Intellectual Helplessness in America
Thinking Clearly and Acting Rationally
Intellectual Helplessness in America is a good guidebook to overcoming current intellectual malaise.
Steven A. Danley’s Intellectual Helplessness in America sets out to accomplish a Herculean task: to positively impact the ways in which everyday Americans think. More specifically, Danley wants Americans to think more rationally and not be so easily guided by their political prejudices.
The book is an extended essay complete with diagrams, charts, and far too many bullet points. However, despite disparate subheadings, the overall point is simple: critical thinking in America is rapidly declining because too many people are being led astray by what Danley terms an “elite minority.”
Danley has no fear in labeling this elite minority as leftist, and he says that their control over Hollywood, academia, and the news media is not conducive to intellectual debate. Moreover, Danley invokes America’s deteriorating culture, with its over-sexualized imagery, crude language, and lack of refinement, as another impediment to true education.
This book is designed almost like a long PowerPoint presentation, and is not formatted in a standard way. While somewhat distracting, the organization makes sense given the book’s common sense intentions.
While the introduction claims that the text seeks a middle path, it is clear that the perspective is conservative and Protestant. A strong argument is made that the United States was founded by temperamentally conservative men who came from Protestant backgrounds, as well.
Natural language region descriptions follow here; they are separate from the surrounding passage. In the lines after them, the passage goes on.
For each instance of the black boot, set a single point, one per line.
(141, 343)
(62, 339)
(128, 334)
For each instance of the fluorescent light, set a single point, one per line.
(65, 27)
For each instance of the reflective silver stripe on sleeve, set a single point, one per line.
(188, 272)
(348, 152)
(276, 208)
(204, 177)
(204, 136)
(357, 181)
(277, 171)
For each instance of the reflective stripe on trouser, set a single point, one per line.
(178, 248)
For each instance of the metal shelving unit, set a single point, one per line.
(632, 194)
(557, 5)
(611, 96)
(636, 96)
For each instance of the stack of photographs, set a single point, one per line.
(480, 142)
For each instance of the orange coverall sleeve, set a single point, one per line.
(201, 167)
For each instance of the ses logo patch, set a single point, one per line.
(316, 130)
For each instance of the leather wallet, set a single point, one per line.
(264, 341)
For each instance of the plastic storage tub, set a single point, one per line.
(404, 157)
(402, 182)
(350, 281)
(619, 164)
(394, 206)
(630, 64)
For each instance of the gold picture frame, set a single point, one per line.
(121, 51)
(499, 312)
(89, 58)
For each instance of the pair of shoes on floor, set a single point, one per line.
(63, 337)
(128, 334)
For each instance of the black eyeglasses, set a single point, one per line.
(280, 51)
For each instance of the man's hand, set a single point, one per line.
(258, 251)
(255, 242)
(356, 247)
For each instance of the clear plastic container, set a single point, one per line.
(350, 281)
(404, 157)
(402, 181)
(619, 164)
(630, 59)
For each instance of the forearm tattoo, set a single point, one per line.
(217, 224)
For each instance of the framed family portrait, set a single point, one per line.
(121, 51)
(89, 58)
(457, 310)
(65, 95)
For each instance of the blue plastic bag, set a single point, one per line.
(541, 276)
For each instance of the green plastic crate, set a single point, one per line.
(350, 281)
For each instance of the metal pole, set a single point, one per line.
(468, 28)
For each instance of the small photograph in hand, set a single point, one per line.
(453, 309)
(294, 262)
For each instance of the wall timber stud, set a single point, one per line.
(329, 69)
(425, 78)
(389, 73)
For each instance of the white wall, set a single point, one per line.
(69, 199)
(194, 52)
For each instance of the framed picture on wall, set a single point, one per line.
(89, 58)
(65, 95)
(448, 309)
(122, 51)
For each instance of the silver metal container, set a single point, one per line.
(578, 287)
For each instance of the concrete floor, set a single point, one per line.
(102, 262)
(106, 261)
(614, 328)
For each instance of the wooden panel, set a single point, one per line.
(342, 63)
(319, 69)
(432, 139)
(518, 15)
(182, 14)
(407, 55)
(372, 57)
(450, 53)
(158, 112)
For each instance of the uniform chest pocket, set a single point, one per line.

When it comes to the facts, though, several passages only present surface-level depictions of history, politics, and philosophy. G. K. Chesterton is quoted quite frequently in this book that supports liberal capitalism and the protestant ethos, though Chesterton was a Roman Catholic who saw capitalism as opposed to Christianity. Similarly, the book holds up for praise people like Martin Luther and Gandhi without even bothering to bring up the uglier sides of their personalities.
The book invokes history quite a bit, with its main focus on contemporary America. Here, the book shines as a level-headed rebuttal to the current political climate. It notes frequently that our politicians, media personalities, and celebrities are rarely held accountable for their misdeeds or crimes, and sagely points out that a media-academia complex focused on debasing American history is, in a sense, laying the seeds for future violence and civil strife.
Intellectual Helplessness in America is a good guidebook to overcoming current intellectual malaise, rationally tackling topics that have become imbued with irrational moralism.